Abstract

Pin-fin arrays are generally present in trailing-edge regions of gas-turbine blades for internal cooling purposes. An elevated temperature is important to enhance the thermodynamic efficiency of gas-turbine cycles, and internal blade-cooling mechanisms are employed to mitigate material failure at these high temperatures. It is also important to have high heat transfer at a limited pressure drop to ensure that the overall cycle efficiency is not affected by power loss from driving the flow through internal cooling circuits. A pin-fin shape optimization has been carried out, with the array performance efficiency factor as the objective function, using surrogate modeling-based Bayesian methods. Surrogate modeling/machine learning approaches are instrumental in exploring global solutions to optimization problems using an exploration versus exploitation approach.

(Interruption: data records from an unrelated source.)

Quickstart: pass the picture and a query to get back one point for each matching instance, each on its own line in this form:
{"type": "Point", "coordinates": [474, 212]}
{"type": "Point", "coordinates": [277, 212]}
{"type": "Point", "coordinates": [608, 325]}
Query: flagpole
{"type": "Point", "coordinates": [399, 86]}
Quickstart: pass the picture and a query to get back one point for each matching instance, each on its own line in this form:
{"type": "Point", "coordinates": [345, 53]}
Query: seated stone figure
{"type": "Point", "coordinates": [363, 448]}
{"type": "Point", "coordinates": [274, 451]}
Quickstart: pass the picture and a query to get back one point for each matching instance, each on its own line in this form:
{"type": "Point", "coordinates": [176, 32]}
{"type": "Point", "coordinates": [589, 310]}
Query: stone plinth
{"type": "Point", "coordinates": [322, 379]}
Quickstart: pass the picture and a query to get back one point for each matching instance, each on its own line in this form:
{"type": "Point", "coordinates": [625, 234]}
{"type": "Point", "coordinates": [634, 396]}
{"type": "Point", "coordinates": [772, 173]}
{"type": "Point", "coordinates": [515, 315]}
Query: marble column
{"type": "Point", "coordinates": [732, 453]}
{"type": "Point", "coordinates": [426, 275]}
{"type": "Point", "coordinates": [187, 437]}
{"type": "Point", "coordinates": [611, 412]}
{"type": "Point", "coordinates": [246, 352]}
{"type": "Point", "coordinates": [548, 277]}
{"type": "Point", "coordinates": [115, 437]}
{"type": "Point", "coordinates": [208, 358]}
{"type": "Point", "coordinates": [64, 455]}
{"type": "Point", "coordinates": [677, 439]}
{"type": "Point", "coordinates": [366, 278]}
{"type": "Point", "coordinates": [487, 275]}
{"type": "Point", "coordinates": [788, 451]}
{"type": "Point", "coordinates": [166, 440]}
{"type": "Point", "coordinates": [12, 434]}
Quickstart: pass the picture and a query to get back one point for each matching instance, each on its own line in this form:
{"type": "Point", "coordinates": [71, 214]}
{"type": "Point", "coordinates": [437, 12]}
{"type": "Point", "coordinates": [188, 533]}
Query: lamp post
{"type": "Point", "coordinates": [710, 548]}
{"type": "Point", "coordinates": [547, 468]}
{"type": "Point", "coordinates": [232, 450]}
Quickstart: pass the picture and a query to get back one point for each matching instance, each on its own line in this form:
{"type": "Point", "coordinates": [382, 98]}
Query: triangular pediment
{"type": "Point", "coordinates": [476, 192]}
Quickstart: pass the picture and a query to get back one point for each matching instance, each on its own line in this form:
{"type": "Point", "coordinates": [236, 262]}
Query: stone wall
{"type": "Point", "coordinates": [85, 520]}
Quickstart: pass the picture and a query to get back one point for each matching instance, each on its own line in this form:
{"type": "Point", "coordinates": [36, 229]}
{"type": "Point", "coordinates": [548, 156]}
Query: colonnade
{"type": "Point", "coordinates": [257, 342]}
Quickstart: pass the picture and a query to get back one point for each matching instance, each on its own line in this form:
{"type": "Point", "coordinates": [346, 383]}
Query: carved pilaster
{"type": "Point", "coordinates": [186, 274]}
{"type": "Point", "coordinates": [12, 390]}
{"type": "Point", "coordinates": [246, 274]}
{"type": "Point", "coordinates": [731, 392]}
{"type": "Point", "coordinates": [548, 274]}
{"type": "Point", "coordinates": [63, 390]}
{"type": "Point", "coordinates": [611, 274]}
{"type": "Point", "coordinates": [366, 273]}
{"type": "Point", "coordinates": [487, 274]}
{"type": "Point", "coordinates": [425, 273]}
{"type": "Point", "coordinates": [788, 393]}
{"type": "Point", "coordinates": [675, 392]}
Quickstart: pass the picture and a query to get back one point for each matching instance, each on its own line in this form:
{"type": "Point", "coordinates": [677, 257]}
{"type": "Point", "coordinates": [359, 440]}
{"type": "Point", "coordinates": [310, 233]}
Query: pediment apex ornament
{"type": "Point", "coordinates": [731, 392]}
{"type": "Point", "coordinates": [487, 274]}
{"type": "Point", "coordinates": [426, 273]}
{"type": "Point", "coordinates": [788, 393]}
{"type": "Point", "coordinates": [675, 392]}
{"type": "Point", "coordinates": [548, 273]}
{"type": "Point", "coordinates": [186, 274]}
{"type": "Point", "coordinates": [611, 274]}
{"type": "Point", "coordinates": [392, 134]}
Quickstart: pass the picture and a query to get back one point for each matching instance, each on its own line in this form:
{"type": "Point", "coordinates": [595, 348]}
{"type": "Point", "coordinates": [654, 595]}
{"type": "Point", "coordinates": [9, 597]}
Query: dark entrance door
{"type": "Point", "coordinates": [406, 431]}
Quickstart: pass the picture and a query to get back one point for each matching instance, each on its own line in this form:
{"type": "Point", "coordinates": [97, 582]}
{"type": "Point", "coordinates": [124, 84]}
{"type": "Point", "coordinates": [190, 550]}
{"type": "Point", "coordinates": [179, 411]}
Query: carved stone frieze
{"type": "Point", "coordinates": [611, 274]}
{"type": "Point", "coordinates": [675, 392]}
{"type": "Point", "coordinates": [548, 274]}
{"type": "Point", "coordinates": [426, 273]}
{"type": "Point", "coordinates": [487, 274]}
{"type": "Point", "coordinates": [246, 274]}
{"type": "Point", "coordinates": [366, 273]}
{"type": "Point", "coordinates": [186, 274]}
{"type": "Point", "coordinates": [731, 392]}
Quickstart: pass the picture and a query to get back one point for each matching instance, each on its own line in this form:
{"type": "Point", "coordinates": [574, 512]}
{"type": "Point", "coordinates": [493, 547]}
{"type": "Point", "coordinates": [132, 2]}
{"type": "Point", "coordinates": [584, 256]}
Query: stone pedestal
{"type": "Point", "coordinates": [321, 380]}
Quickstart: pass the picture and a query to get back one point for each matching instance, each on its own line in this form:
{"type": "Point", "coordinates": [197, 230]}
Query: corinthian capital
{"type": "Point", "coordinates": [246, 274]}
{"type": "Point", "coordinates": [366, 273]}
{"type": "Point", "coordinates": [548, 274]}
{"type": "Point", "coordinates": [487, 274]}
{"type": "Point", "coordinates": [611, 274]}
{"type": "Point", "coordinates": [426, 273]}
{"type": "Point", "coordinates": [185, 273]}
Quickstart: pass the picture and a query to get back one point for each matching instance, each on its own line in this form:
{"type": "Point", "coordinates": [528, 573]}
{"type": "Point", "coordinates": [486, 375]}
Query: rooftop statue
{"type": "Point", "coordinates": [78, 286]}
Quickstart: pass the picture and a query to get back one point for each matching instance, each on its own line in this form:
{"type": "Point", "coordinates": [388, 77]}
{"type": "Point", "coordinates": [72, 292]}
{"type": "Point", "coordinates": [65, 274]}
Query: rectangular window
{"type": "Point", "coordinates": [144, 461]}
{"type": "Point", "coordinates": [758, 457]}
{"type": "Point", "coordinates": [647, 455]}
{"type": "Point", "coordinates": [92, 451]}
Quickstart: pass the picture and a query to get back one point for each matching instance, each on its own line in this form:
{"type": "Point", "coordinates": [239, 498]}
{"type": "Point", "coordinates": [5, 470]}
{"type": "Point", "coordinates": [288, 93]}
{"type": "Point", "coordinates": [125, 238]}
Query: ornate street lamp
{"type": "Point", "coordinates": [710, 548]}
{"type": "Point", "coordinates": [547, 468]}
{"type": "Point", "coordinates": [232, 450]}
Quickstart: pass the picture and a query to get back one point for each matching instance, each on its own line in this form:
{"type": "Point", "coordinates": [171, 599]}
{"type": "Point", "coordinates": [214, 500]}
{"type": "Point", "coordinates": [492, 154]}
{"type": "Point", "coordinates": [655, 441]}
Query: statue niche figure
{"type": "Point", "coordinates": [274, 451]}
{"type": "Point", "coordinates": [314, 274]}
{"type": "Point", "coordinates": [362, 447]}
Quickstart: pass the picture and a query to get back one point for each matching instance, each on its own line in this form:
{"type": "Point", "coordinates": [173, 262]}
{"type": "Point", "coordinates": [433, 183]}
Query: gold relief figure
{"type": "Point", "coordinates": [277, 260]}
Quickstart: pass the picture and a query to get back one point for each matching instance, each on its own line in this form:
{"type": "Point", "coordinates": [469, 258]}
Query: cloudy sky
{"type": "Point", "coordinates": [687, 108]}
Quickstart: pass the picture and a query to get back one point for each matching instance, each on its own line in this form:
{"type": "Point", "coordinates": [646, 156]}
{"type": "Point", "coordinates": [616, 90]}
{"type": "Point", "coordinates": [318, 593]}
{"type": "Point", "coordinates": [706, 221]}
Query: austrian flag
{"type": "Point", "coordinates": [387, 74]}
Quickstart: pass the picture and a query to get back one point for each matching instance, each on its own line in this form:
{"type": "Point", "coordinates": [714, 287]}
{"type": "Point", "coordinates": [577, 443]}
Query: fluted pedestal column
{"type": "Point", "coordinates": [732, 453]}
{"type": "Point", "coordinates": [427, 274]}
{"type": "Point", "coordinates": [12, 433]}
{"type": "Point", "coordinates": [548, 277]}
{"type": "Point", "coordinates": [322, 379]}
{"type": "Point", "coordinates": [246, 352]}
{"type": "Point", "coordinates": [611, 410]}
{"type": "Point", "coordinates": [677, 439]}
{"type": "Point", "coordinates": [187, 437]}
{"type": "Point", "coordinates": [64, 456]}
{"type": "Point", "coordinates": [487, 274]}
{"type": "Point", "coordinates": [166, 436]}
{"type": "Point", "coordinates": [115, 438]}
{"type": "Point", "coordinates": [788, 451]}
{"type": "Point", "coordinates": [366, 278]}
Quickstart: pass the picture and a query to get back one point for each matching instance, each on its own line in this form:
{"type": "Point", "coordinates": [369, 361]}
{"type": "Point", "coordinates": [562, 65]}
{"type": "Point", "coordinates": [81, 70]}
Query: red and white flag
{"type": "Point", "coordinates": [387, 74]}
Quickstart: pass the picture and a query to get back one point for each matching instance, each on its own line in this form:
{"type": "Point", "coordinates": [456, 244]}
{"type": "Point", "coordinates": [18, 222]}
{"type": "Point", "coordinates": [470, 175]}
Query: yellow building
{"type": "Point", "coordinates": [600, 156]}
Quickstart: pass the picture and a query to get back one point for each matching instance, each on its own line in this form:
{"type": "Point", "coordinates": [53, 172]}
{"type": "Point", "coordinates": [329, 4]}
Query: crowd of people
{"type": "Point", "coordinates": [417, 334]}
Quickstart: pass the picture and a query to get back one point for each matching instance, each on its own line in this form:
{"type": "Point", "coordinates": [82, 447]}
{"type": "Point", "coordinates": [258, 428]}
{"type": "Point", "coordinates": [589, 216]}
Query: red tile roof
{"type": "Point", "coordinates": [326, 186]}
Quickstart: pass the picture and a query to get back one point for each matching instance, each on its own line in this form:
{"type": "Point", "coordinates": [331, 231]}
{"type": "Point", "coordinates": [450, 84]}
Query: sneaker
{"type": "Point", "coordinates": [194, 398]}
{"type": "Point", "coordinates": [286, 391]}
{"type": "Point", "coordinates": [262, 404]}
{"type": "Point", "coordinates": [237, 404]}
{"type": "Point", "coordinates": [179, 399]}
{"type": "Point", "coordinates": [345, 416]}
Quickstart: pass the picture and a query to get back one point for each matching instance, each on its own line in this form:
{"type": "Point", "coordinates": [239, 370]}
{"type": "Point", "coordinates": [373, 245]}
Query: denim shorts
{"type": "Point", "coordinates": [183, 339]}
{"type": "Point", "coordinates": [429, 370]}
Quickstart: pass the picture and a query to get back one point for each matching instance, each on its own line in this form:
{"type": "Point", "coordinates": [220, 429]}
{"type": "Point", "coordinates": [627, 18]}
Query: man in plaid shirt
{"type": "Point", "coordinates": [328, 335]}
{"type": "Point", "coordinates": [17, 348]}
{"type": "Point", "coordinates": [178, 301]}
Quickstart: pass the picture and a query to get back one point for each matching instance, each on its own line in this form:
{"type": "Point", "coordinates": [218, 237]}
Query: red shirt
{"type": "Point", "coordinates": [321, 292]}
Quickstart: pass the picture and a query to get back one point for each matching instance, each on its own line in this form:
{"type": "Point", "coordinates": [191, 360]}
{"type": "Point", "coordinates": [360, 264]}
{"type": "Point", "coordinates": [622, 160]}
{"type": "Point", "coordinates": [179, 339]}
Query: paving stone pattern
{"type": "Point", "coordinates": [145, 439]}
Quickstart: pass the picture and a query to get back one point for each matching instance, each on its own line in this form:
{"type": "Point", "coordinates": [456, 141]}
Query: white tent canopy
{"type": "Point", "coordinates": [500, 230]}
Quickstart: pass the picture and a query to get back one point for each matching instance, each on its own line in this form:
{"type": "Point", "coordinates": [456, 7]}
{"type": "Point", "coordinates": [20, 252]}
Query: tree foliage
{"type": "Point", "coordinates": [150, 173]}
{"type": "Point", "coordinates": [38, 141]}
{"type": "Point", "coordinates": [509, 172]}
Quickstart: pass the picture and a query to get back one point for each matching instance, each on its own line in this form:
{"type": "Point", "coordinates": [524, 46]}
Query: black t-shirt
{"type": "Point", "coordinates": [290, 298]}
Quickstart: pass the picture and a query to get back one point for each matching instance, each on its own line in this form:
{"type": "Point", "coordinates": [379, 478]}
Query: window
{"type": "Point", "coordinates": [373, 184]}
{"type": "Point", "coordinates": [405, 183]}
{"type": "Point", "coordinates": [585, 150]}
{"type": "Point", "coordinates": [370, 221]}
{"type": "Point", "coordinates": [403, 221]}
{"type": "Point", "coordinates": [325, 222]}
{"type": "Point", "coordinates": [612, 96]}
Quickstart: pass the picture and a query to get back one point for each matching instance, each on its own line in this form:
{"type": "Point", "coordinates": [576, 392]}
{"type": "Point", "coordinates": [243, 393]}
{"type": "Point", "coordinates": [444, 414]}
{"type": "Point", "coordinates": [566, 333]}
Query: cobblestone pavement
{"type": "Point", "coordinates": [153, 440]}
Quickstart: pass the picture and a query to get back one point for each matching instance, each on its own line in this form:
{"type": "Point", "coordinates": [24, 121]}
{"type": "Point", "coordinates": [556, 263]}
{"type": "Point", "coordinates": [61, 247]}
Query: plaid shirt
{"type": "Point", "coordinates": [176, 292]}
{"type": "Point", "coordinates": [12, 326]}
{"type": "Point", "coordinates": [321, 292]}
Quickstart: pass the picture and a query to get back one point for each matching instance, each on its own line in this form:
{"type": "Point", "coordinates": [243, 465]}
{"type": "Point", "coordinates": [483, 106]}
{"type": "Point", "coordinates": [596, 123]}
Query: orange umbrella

This ensures prudent use of computational resources for computationally expensive computational fluid dynamics simulations. By varying geometric parameters of the pin fins, a three-dimensional design space has been explored to obtain an optimum pin-fin shape that has the maximum efficiency in the developing region of the flow. An improvement in the efficiency parameter of 1.4 times that of the baseline was obtained in a three-row pin-fin case, and the results were compared with those of genetic-algorithm-based optimization (nondominated sorted genetic algorithm–II). Computation time for optimization was saved by 52%, as an optimum was obtained at lower number of iterations when compared to the genetic algorithm approach, with a 1.2% higher objective function value. This shows an improvement in performance of the current novel approach compared to another stochastic method.